该数据集是在模型BFauber/opt125m_10e5_lr2e-7的评估运行期间自动创建的,用于Open LLM Leaderboard的评估。数据集由63个配置组成,每个配置对应一个评估任务。数据集从1次运行中创建,每次运行都可以在特定配置中找到,且每个配置的split以运行的时间戳命名。
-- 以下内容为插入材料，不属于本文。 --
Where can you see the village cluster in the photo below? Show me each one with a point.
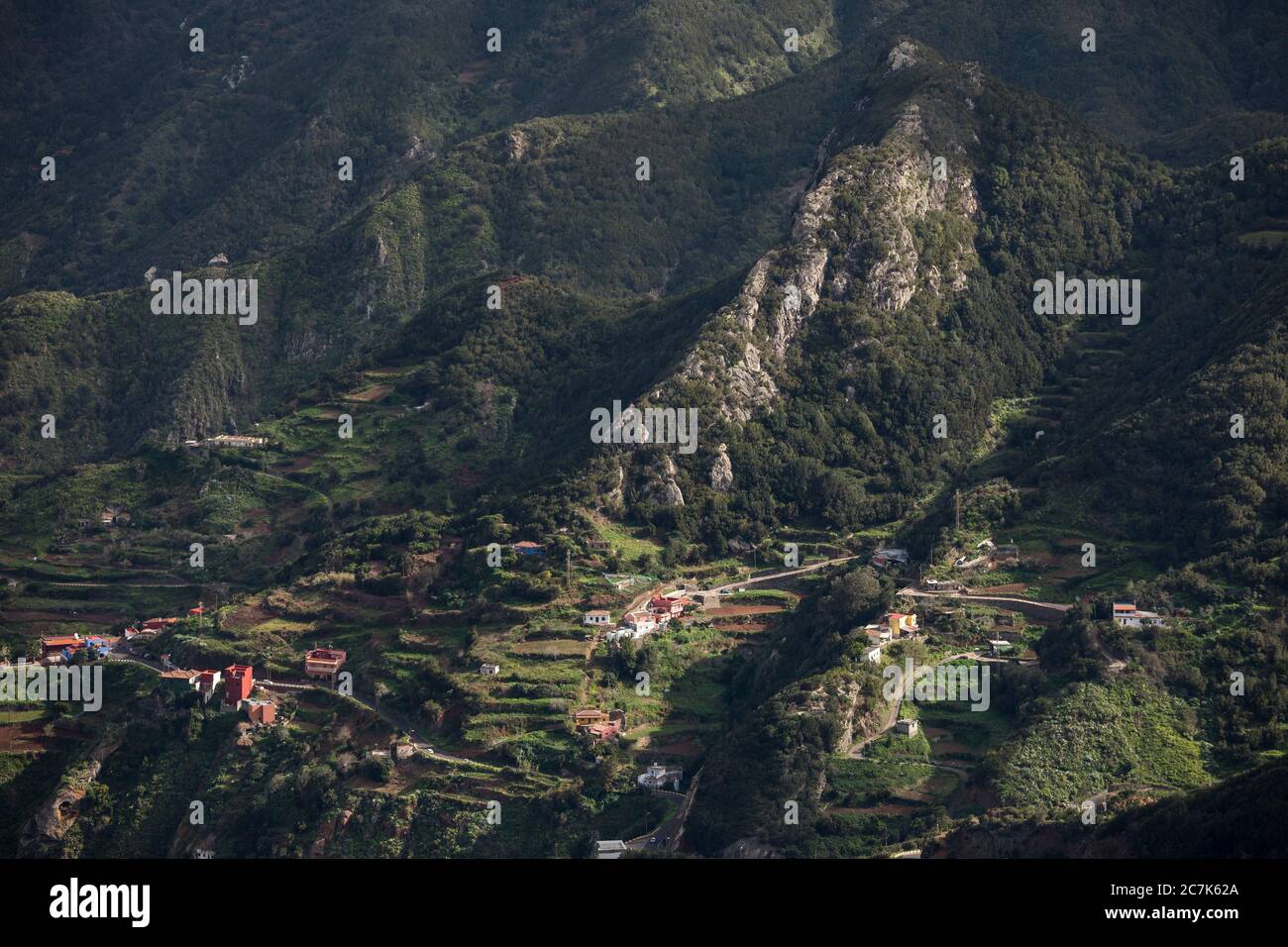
(235, 685)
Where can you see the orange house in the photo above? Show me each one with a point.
(239, 682)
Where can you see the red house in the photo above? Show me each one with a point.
(239, 681)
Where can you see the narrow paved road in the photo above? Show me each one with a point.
(785, 574)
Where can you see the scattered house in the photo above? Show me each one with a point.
(639, 622)
(589, 716)
(429, 567)
(609, 848)
(884, 558)
(597, 724)
(179, 681)
(261, 712)
(941, 585)
(1127, 615)
(155, 625)
(114, 515)
(877, 633)
(901, 624)
(325, 664)
(235, 441)
(55, 644)
(662, 604)
(206, 684)
(657, 777)
(98, 646)
(239, 682)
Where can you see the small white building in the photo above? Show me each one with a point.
(1127, 615)
(657, 777)
(640, 622)
(609, 848)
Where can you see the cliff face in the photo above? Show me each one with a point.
(851, 239)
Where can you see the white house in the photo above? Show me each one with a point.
(657, 777)
(640, 622)
(609, 848)
(1127, 615)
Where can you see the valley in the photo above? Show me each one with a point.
(954, 348)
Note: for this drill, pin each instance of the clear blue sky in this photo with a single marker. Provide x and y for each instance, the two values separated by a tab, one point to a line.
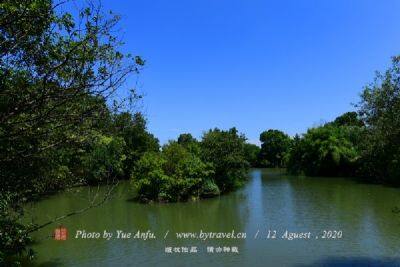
255	65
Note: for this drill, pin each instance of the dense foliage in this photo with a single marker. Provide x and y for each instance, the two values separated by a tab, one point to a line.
275	146
190	169
380	110
326	151
57	75
175	174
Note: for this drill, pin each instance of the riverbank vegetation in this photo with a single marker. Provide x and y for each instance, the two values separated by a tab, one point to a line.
188	168
62	125
364	143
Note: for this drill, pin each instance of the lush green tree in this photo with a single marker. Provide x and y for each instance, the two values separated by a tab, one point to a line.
226	151
186	138
252	153
57	72
380	109
326	151
175	174
349	119
103	160
274	148
133	130
190	143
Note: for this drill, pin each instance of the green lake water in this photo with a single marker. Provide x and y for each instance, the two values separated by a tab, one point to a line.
270	200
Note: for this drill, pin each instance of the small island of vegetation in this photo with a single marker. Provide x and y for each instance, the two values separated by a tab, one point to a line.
60	126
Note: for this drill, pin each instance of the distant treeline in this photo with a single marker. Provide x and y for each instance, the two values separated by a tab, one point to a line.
59	125
364	143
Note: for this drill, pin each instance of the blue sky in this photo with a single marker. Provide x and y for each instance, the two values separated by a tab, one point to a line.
252	64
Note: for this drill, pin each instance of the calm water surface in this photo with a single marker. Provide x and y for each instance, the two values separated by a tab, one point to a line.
270	201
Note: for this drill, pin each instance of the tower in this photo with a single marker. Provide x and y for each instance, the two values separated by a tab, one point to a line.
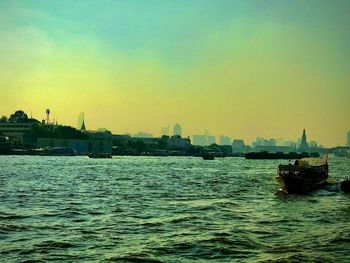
177	130
47	116
83	128
304	147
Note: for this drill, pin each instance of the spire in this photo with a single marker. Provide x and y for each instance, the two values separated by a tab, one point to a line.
83	128
303	144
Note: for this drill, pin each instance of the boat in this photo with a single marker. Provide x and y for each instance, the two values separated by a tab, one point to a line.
99	155
305	175
278	155
208	156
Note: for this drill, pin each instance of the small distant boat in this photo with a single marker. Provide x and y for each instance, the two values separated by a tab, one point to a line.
278	155
208	156
99	155
305	175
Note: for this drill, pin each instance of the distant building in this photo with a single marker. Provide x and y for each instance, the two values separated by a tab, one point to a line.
224	140
204	139
143	135
200	140
80	120
259	142
313	144
176	142
303	147
164	131
238	146
18	127
177	130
此外,数据集还包含一个名为"results"的配置,用于存储所有运行的聚合结果,并在Open LLM Leaderboard上显示聚合指标。
提供机构:
open-llm-leaderboard
原始信息汇总

数据集概述

数据集名称

  • pretty_name: Evaluation run of BFauber/opt125m_10e5_lr2e-7

数据集描述

  • dataset_summary: 该数据集是在评估模型BFauber/opt125m_10e5_lr2e-7的过程中自动创建的,用于Open LLM Leaderboard的评估。

数据集组成

  • 包含63个配置,每个配置对应一个评估任务。
  • 数据集由1次运行创建,每次运行在每个配置中作为一个特定的分割存在,分割名称使用运行的时间戳命名。
  • “train”分割始终指向最新结果。
  • 额外配置“results”存储了所有运行的聚合结果,用于计算和显示聚合指标。

数据集加载示例

python from datasets import load_dataset data = load_dataset("open-llm-leaderboard/details_BFauber__opt125m_10e5_lr2e-7", "harness_winogrande_5", split="train")

最新结果

  • 最新结果来自2024-04-23T19:20:56.142177的运行,包含多个任务的评估数据。

数据集配置详情

配置列表

  • harness_arc_challenge_25
  • harness_gsm8k_5
  • harness_hellaswag_10
  • harness_hendrycksTest_5
    • 包含多个子任务,如abstract_algebra, anatomy, astronomy等。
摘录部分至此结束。